The following simple tools for manipulating with CzEng files are included in tools/:

restrict_f2_to_11_alignments.pl restricts CzEng text files to contain only sentences that are aligned 1-to-1, accoring the corresponding .salign file.
f2_to_m0.pl and f2_to_w.pl convert CzEng text files to a variant of Prague Markup Language (PML, http://ufal.mff.cuni.cz/jazz/PML/doc/pml_doc.html) which was used to annotate Prague Dependency Treebank.
f2_to_plain.pl converts CzEng text files to plain text, each sentence on a line.
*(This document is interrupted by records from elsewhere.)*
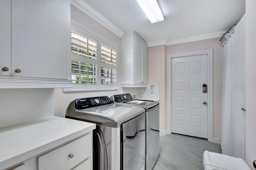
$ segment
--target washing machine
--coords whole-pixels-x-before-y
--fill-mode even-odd
[[[145,168],[145,109],[112,104],[106,96],[76,99],[65,117],[96,124],[93,131],[93,169]]]
[[[134,99],[129,93],[113,95],[110,97],[113,103],[121,103],[143,108],[146,117],[146,169],[153,169],[159,156],[160,127],[159,102]]]

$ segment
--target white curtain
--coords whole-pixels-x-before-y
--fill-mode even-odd
[[[232,56],[234,47],[233,35],[229,38],[222,49],[224,55],[223,81],[222,82],[222,104],[221,117],[220,145],[222,153],[232,155]]]
[[[245,18],[222,48],[224,56],[220,145],[222,153],[244,159]]]

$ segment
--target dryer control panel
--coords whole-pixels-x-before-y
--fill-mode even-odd
[[[110,97],[110,100],[114,103],[122,103],[129,102],[133,100],[133,98],[130,93],[116,94]]]
[[[112,103],[109,98],[105,96],[77,99],[75,100],[75,103],[76,109],[80,110]]]

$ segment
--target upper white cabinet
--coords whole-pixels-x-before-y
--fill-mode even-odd
[[[134,32],[122,37],[122,87],[146,87],[148,53],[146,43]]]
[[[0,75],[10,75],[11,3],[9,0],[0,1]]]
[[[0,75],[68,79],[70,0],[3,0],[0,14]]]

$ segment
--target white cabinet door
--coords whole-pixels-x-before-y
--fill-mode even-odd
[[[12,76],[68,79],[69,10],[68,0],[12,0]]]
[[[0,75],[11,75],[11,1],[0,1]],[[2,70],[9,70],[4,71]]]
[[[142,83],[142,40],[134,34],[134,83]]]
[[[142,40],[142,83],[148,83],[148,46]]]
[[[91,148],[92,147],[92,143],[91,142],[91,133],[89,133],[38,156],[38,170],[70,170],[76,167],[92,155]],[[88,162],[90,164],[90,161]],[[85,164],[88,163],[86,162]]]

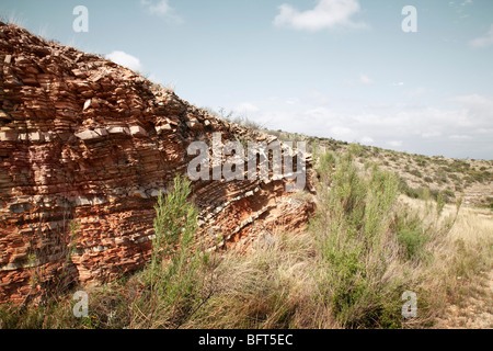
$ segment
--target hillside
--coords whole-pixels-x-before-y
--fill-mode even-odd
[[[103,57],[4,23],[0,82],[0,301],[141,268],[156,201],[187,172],[191,143],[210,146],[215,133],[223,143],[276,139]],[[244,179],[193,183],[205,248],[245,246],[261,228],[307,224],[313,206],[293,201],[289,180]],[[43,271],[34,287],[32,270]]]
[[[0,329],[492,327],[491,160],[228,121],[1,22],[0,82]],[[285,177],[193,180],[218,134]]]

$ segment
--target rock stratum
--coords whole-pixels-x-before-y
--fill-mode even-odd
[[[0,22],[0,302],[141,268],[159,192],[186,173],[187,146],[213,133],[275,139],[101,56]],[[313,203],[286,192],[286,182],[193,182],[199,242],[241,249],[301,229]]]

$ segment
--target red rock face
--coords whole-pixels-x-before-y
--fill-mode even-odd
[[[273,139],[1,22],[0,83],[0,301],[142,267],[157,195],[186,172],[190,143],[215,132],[223,140]],[[302,228],[313,204],[296,201],[285,183],[194,182],[198,240],[244,247],[262,233]]]

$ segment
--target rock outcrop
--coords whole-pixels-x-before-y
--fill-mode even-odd
[[[274,138],[103,57],[0,22],[0,302],[142,267],[157,195],[186,172],[187,146],[213,133]],[[286,182],[193,182],[200,242],[242,248],[302,228],[313,204],[287,193]]]

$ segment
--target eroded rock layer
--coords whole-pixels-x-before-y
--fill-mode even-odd
[[[0,301],[138,269],[150,257],[156,197],[186,172],[190,143],[216,132],[225,140],[273,138],[1,22],[0,83]],[[199,240],[244,247],[301,228],[312,203],[285,183],[194,182]]]

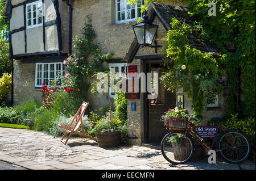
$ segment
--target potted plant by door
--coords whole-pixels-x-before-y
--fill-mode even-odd
[[[120,145],[122,127],[119,120],[103,119],[96,124],[93,129],[98,146],[110,148]]]

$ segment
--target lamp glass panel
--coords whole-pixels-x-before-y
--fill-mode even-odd
[[[151,44],[153,41],[154,36],[155,36],[155,32],[156,31],[157,27],[146,27],[146,43],[148,44]]]
[[[144,27],[134,27],[134,32],[139,44],[144,44]]]

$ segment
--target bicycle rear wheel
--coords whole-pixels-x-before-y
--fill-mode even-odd
[[[192,157],[195,148],[190,136],[184,132],[175,131],[167,133],[161,142],[161,152],[169,162],[183,164]]]
[[[238,130],[230,130],[221,134],[217,142],[221,157],[232,163],[245,161],[250,152],[248,138]]]

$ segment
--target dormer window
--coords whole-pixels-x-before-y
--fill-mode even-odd
[[[115,0],[115,16],[117,24],[136,21],[142,17],[141,6],[144,0],[139,0],[136,5],[127,5],[128,0]]]
[[[42,1],[26,5],[27,28],[34,28],[43,24],[42,9]]]

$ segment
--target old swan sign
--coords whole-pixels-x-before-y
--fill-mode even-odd
[[[217,126],[198,126],[193,127],[193,131],[200,137],[215,137],[218,132]]]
The tokenization of CzEng is retained by default, but can be removed if necessary.

9. Citing CzEng

If you make use of CzEng data, please make sure to cite CzEng properly:

Preferred citation:

Ondřej Bojar and Zdeněk Žabokrtský. 2006. CzEng: Czech-English Parallel Corpus, Release version 0.5. Prague Bulletin of Mathematical Linguistics, 86. (in print). PDF

@Article{czeng:pbml:2006,
 publicationtype = {article},
 Author = {Ond{\v{r}}ej Bojar and Zden{\v{e}}k {\v{Z}}abokrtsk{\'{y}}},
 title = "{CzEng: Czech-English Parallel Corpus, Release version 0.5}",
 Journal = {Prague Bulletin of Mathematical Linguistics},
 Volume = {86},
 ISSN = {0032-6585},
 Publisher = {Charles University},
 PubAddress = {Prague},
 Year = {2006},
 note = {(in print)}
}

URL: http://ufal.mff.cuni.cz/czeng/

10. License

By using CzEng 0.5 the user agrees to be bound by the license agreement. Briefly said, the license

follows the restrictions specified in the individual licenses of the sources of parallel texts,
allows the user to use the data only for non-commercial research or educational purposes,
allows the user to extract statistical information from the texts and/or to make short citations,
requires the user to make a reference to CzEng in any published work in which he/she used the CzEng data.

11. Disclaimer

The user of CzEng 0.5 should be aware of its following properties:

CzEng is not claimed to be a balanced corpus (whatever it means).
CzEng does not provide the information about what was the original text and what was the translation (English is usually the original language, however, in some cases both English and Czech texts are translations from a third language).
Quality of the contained data (including grammatical correctness, translation accuracy, alignment quality etc.) is not guaranteed and actually can be very diverse, depending especially on the type of the input resource.
CzEng does not contain all the information present in the input resources, and thus they cannot be reconstructed from CzEng. Some text segments as well as parts of the original annotation might be missing (for instance, all the resources have been (re-)segmented and (re-)aligned).